Die Verbraucherpreise waren 2022 so stark gestiegen wie noch nie seit Bestehen der Bundesrepublik. Die Inflationsrate stieg wegen teurer Energie und Lebensmittel infolge des russischen Krieges gegen die Ukraine um durchschnittlich 7,9 Prozent. Niedrigere Energiepreise und die staatliche Abschlagszahlung für Erdgas liessen die Verbraucherpreise im Dezember allerdings nur noch um 8,6 Prozent im Vergleich zum Vorjahresmonat klettern. Im November war die Teuerungsrate auf 10,0 Prozent gefallen, nachdem sie im Oktober mit 10,4 Prozent auf den höchsten Stand seit 1951 gestiegen war.
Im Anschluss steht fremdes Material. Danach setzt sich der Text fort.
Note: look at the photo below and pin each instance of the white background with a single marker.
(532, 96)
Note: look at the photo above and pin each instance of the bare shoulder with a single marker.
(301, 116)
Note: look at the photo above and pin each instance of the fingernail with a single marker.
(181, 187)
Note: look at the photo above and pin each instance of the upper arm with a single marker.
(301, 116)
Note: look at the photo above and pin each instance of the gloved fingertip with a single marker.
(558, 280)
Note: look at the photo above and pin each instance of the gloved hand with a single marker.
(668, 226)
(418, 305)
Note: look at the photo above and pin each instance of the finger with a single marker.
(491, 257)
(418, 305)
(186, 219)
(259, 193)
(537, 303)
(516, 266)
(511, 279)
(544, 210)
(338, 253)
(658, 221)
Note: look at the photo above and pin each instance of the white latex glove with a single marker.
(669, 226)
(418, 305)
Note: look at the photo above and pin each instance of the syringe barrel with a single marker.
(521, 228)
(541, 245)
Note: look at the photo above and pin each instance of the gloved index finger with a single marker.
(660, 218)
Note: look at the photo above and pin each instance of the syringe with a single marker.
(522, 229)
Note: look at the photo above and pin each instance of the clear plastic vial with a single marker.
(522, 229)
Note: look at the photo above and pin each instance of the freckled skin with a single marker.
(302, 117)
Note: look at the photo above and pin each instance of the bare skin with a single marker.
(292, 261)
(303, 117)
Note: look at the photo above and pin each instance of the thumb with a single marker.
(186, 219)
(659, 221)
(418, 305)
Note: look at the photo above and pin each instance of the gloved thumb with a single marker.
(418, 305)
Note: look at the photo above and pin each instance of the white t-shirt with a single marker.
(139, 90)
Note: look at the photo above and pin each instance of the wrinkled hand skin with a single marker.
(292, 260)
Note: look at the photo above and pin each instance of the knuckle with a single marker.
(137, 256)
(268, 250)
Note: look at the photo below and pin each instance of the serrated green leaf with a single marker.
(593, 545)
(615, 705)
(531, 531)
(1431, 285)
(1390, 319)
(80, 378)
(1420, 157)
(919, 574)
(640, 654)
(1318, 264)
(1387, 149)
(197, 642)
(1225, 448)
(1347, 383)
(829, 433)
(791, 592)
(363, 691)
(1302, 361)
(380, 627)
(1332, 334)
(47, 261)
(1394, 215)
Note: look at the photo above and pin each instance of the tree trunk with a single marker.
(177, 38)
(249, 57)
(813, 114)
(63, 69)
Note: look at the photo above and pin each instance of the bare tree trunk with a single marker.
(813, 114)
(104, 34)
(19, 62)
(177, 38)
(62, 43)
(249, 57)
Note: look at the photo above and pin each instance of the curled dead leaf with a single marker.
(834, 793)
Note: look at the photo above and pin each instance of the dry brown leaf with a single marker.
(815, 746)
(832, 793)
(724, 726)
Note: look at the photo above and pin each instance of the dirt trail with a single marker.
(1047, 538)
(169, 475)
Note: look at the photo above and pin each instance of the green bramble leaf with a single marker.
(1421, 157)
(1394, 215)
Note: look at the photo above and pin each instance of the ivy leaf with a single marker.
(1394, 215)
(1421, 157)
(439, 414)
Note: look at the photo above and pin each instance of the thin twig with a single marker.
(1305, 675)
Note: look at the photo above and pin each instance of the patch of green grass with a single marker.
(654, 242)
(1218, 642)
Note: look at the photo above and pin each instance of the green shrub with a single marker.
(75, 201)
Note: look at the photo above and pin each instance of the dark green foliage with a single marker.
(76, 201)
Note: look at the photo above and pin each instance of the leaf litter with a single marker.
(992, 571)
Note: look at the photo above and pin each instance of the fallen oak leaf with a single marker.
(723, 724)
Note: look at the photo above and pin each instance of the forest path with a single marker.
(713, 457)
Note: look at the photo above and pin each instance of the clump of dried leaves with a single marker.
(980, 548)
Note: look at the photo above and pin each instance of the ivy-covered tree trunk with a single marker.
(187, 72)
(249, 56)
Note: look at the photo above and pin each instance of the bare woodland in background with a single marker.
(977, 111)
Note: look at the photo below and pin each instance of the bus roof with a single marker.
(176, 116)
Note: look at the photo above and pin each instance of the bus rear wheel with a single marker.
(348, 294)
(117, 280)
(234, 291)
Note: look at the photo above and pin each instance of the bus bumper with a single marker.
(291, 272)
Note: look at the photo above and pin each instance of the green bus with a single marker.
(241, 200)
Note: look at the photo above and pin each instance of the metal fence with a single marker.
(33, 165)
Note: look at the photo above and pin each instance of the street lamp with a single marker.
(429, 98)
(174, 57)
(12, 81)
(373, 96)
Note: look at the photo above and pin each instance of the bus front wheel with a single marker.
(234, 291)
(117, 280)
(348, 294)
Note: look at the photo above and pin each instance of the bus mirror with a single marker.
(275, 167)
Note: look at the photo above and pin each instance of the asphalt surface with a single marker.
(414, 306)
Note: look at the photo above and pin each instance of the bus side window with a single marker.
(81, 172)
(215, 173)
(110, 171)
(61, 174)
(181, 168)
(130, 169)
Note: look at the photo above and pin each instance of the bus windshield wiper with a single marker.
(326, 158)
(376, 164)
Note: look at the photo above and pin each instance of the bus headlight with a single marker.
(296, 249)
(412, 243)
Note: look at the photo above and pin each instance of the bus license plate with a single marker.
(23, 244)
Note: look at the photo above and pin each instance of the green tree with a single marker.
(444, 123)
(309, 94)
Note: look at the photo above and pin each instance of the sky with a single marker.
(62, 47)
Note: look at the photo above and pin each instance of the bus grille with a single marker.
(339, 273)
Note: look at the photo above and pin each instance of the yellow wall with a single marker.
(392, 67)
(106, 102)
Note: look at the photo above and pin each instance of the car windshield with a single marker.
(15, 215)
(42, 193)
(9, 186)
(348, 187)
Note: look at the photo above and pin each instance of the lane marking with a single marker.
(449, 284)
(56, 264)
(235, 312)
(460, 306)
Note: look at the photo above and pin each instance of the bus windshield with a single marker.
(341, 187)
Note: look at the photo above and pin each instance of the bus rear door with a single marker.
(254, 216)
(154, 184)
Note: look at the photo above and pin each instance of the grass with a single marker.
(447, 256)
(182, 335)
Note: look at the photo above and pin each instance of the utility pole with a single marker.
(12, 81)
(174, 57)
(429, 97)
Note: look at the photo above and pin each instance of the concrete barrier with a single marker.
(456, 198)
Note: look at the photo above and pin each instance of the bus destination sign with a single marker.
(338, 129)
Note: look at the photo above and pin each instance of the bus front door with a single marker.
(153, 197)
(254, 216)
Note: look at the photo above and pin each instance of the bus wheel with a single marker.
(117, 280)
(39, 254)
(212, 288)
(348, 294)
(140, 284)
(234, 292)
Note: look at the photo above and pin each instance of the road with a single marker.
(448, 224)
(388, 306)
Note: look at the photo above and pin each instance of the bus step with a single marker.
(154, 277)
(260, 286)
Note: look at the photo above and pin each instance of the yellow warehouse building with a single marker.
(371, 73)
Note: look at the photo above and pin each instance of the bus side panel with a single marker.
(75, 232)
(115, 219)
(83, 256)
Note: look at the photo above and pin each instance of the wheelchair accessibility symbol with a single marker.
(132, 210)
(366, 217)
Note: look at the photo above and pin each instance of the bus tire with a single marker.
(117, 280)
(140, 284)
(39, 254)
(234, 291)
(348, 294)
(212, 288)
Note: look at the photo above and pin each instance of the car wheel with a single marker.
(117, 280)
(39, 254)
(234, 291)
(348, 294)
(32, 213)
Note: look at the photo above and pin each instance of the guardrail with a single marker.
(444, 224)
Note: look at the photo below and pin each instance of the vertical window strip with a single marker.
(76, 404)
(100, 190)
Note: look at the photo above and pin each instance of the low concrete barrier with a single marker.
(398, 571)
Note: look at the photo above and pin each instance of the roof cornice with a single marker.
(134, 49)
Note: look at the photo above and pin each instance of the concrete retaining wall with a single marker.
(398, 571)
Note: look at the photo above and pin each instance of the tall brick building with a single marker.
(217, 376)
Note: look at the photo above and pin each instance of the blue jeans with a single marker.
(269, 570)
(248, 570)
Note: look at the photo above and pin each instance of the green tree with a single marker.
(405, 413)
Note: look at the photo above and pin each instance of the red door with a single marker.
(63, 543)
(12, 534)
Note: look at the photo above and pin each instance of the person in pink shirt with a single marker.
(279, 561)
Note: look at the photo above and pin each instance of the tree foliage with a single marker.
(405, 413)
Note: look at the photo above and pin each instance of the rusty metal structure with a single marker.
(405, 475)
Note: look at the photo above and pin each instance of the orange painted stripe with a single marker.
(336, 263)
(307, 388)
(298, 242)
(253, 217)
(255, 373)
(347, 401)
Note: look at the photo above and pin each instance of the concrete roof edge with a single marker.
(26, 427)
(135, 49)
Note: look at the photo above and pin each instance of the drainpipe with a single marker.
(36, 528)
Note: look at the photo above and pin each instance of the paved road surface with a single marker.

Die Europäische Zentralbank (EZB) steht laut Schnitzer vor einer schwierigen Gratwanderung: "Man muss mit Augenmass agieren", ergänzte sie. Wenn sich die Inflationslage entspanne, müssten die Währungshüter darauf achten, dass sie beim Zinskurs nicht übersteuerten. Denn die Zinserhöhungen wirken mit zeitlicher Verzögerung. Mit Blick auf die nächste Zinssitzung gebe es keine Veranlassung, die Zinsen um mehr als einen halben Prozentpunkt anzuheben: "Wenn sich nicht irgendetwas dramatisch verändert", fügte die Top-Ökonomin hinzu.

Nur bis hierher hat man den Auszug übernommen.